# batch file to add registry key



## abhayalmighty (Jan 1, 2012)

i want to create a batch file which will add its directory path to registry as a string value.


----------



## abhijangda (Jan 1, 2012)

just google it!!


----------



## Vyom (Jan 1, 2012)

Yeah... google it.. and if you are too lazy, here is what would I have done..

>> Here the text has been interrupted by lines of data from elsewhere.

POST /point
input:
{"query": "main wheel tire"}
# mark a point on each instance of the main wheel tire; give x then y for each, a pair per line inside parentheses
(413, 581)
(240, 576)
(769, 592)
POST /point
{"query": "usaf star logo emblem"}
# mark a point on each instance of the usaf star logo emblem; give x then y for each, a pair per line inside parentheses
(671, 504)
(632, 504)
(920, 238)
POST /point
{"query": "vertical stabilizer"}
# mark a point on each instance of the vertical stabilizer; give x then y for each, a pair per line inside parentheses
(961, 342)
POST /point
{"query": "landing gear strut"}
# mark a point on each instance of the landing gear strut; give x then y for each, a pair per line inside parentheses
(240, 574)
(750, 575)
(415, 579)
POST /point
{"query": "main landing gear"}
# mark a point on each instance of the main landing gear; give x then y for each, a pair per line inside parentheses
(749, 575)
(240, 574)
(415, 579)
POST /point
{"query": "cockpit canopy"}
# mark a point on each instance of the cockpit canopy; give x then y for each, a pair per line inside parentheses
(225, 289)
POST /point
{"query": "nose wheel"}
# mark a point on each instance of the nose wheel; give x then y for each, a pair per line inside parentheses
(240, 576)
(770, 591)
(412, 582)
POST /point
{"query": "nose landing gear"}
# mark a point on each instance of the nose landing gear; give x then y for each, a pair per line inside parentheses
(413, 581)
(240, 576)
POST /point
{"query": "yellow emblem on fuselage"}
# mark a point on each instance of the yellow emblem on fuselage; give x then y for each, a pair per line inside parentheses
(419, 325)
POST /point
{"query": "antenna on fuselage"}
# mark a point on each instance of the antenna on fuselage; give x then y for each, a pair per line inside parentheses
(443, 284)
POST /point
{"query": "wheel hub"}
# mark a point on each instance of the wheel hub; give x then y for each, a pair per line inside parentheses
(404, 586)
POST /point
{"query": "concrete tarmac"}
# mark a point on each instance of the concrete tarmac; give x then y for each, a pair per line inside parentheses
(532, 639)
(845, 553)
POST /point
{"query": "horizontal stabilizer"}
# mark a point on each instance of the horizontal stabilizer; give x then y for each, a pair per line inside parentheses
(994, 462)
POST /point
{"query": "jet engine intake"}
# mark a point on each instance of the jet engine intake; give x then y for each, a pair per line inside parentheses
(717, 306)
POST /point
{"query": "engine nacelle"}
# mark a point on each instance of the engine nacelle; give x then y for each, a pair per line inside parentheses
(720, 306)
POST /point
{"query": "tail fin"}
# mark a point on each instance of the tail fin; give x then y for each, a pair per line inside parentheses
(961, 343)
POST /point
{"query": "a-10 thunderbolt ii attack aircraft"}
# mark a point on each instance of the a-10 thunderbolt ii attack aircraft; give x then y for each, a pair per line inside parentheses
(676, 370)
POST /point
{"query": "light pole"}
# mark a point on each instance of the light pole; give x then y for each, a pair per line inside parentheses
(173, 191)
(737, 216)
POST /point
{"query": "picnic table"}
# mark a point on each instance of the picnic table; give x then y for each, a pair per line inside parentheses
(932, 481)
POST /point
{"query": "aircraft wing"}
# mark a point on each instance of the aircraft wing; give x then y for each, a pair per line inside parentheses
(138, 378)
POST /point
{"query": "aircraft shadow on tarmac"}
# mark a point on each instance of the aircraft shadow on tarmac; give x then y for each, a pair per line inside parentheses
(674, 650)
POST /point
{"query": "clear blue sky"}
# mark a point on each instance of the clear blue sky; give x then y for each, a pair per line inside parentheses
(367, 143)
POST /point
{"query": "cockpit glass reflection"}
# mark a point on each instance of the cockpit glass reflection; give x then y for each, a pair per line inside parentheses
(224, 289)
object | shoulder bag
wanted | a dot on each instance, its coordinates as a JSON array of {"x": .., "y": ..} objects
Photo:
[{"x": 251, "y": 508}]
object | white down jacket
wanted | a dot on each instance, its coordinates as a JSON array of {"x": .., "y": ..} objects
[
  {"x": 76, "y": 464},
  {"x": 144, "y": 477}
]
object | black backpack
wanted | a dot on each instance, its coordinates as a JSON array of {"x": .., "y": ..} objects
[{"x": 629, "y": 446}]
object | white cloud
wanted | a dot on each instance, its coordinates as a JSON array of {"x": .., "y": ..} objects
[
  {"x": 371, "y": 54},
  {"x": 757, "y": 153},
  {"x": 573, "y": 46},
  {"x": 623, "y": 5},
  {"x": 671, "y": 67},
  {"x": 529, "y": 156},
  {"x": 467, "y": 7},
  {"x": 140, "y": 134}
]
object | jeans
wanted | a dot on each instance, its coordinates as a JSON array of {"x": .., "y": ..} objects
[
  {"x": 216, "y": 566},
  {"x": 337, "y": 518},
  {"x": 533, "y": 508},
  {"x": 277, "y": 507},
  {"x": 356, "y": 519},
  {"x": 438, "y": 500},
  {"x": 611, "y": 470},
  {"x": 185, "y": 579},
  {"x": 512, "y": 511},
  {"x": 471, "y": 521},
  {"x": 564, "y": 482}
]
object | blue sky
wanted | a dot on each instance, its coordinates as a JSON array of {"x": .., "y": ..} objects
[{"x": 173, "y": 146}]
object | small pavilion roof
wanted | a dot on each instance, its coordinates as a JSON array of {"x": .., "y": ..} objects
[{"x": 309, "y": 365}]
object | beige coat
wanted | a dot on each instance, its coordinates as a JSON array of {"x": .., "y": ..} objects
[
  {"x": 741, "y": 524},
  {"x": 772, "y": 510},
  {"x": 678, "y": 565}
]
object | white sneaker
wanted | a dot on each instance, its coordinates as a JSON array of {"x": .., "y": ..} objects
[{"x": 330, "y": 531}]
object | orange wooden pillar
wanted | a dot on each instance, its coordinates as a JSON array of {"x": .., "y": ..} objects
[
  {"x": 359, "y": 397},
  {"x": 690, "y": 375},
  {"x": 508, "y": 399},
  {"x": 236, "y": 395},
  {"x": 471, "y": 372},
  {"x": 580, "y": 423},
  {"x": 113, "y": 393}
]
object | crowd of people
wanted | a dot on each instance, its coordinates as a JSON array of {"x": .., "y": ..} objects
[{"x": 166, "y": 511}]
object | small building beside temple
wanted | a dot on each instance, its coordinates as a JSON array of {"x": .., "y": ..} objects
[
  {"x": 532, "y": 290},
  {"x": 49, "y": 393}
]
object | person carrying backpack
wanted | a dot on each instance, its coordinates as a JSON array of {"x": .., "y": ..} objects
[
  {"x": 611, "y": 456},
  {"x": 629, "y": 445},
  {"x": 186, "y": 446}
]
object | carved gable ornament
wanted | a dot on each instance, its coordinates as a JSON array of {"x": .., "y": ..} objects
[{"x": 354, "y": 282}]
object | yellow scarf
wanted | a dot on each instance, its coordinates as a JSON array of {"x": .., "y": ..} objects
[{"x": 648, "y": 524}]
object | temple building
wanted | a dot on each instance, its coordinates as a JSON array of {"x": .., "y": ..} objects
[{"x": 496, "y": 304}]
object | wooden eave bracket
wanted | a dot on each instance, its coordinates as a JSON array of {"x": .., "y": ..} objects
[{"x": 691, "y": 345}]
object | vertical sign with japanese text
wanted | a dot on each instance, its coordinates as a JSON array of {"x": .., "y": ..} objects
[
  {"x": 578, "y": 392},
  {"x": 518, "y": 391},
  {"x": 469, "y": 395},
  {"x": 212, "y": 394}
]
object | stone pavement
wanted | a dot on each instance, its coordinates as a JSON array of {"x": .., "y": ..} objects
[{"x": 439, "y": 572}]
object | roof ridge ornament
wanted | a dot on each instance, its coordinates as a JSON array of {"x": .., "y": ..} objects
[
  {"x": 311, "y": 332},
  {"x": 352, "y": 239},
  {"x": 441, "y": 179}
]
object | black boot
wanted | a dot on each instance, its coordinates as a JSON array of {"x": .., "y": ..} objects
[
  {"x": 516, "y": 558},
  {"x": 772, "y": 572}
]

1. Create a reg file(s) for the key containing the string
2. Create a batch file which would call those reg files, in separate lines
3. Just run the batch file...


----------



## abhayalmighty (Jan 2, 2012)

how to i get batch file's directory path. And ho to put it in reg file


----------



## Vyom (Jan 2, 2012)

See the following guides:
How to add, modify, or delete registry subkeys and values by using a registration entries (.reg) file
Batch files - Use REGEDIT to add, read or delete registry values

To know path of any file, just right click on it, and select properties.


----------



## abhayalmighty (Jan 3, 2012)

got it. thnx for replying.
close this post mods


----------



## Vyom (Jan 3, 2012)

Doesn't work like that. You will have to post how exactly did you preform your task, and then this thread can be closed.


----------



## abhayalmighty (Jan 3, 2012)

Vyom said:


> Yeah... google it.. and if you are too lazy, here is what would I have done..
> 
> 1. Create a reg file(s) for the key containing the string
> 2. Create a batch file which would call those reg files, in separate lines
> 3. Just run the batch file...



that's how i got it to work now plz close this post


----------